At 9:22 AM, on November 7, 1885, CPR railroad financier Donald Smith drove in “The Last Spike” which signified the completion of the first railway to stretch across the entire country. The story of The Last Spike is told in classrooms across Canada and the Trans Canada Railway has become a strong symbol of Canadian Unity.
In the Glass 8/10
When the spirit is poured into my glass the added sugar and honey are quite apparent. The spirit is sluggish and telltale notes of honey reach the breezes above the glass. The honey notes are not nearly as penetrating as is the case with most honeyed spirits, and I suspect the reason that John Hall added sugar as well as honey to the spirit for sweetening was to diffuse the intensity which honey can bring.
The spirit caries a deep golden colour with reddish hues visible in the glass. The breezes are mild, and along with the notes of honey are additional notes of butterscotch, vanilla, banana, ginger and cinnamon. I suspect I will get a stronger hit of spice on the palate as with sluggish, sweetened whiskies the aromas usually struggle to free themselves of the sugar and remain steadfast in the glass.
In the Mouth 46/60
The mouth-feel is somewhat syrupy and the sweetness of sugar and honey dominate. We can discern some of the underlying whisky in that the sweetness quickly moves to a honey-toffee which represents the melding of that sweetness into the wood spices of the Barrel Select Whisky. There is indeed more heat than was apparent on the nose. Cinnamon, black pepper and cloves come to mind, although even these strong spices are somewhat restrained by the sweetness. I seem to taste hints of red licorice as well.
The spirit is certainly a mixer, although a drop of ice does help quell the sweetness making sipping tolerable. I preferred a mix with ginger-ale and a squeeze of lemon. Mixing with cola seems to accentuate the sweetness.
In the Throat 11.5/15
The syrupy body and the heightened sweetness make the spirit somewhat cloying. The spiciness is nice in the finish (in particular a little hit of ginger); however, it would be fair to say that the exit is relatively short.
The Afterburn 8/10
The Spike Honey Spiced Whisky is a nice spiced/flavoured spirit from Forty Creek. It mixes well with ginger ale, and will therefore serve as a nice back deck indulgence during what is left of the rest of my summer.
You may read some of my other reviews of Liqueurs and Flavoured Spirits (click the link) if you wish to have some comparative reviews.
Here is a long tall cocktail which is sure to please everyone on the back deck on a hot sunny day:
The Honey Spiked Mammy
The Honey Spiked Mammy
2 oz Forty Creek Spike
1 oz Fresh Lemon Juice
dash or two of Sugar Syrup
1/2 cup cracked ice
Thin Strips of Lime
Remove thin strips of lime peel from a fresh lime
Fill a tall highball glass half full of chipped ice
Add the lemon juice and the Forty Creek Spike Whisky
Top with ginger ale
Add a few threads of lime peel and stir gently.

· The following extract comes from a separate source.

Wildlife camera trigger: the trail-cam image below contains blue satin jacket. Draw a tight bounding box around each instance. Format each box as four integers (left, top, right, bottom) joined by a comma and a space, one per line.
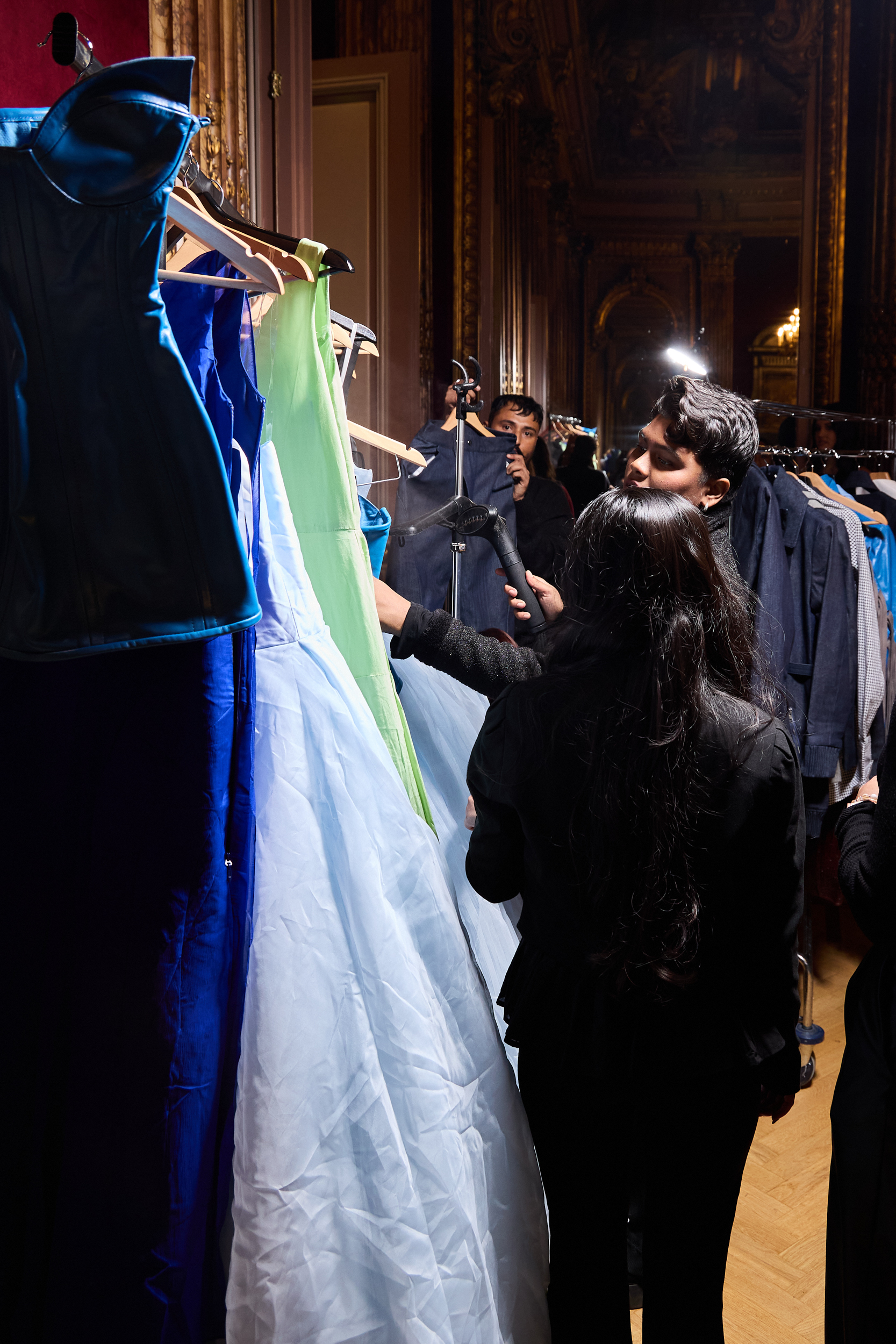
0, 58, 261, 659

Remember, my aim is not to help you drink more…it is to help you drink better!
If you are interested in more of my original cocktail recipes, please click this link (Cocktails and Recipes) for more of my mixed drink recipes!
As always you may interpret the scores I provide as follows.
0-25 A spirit with a rating this low would actually kill you.
26-49 Depending upon your fortitude you might actually survive this.
50 -59 You are safe to drink this…but you shouldn’t.
60-69 Substandard swill which you may offer to people you do not want to see again.
70-74 Now we have a fair mixing rum or whisky. Accept this but make sure it is mixed into a cocktail.
75-79 You may begin to serve this to friends, again probably still cocktail territory.
80-84 We begin to enjoy this spirit neat or on the rocks. (I will still primarily mix cocktails)
85-89 Excellent for sipping or for mixing!
90-94 Definitely a primary sipping spirit, in fact you may want to hoard this for yourself.
95-97.5 The Cream of the Crop
98+ I haven’t met this bottle yet…but I want to.
Very loosely we may put my scores into terms that you may be more familiar with on a Gold, Silver, and Bronze medal scale as follows:
70 – 79.5 Bronze Medal (Recommended only as a mixer)
80 – 89.5 Silver Medal (Recommended for sipping and or a high quality mixer)
90 – 95 Gold Medal (Highly recommended for sipping and for sublime cocktails.)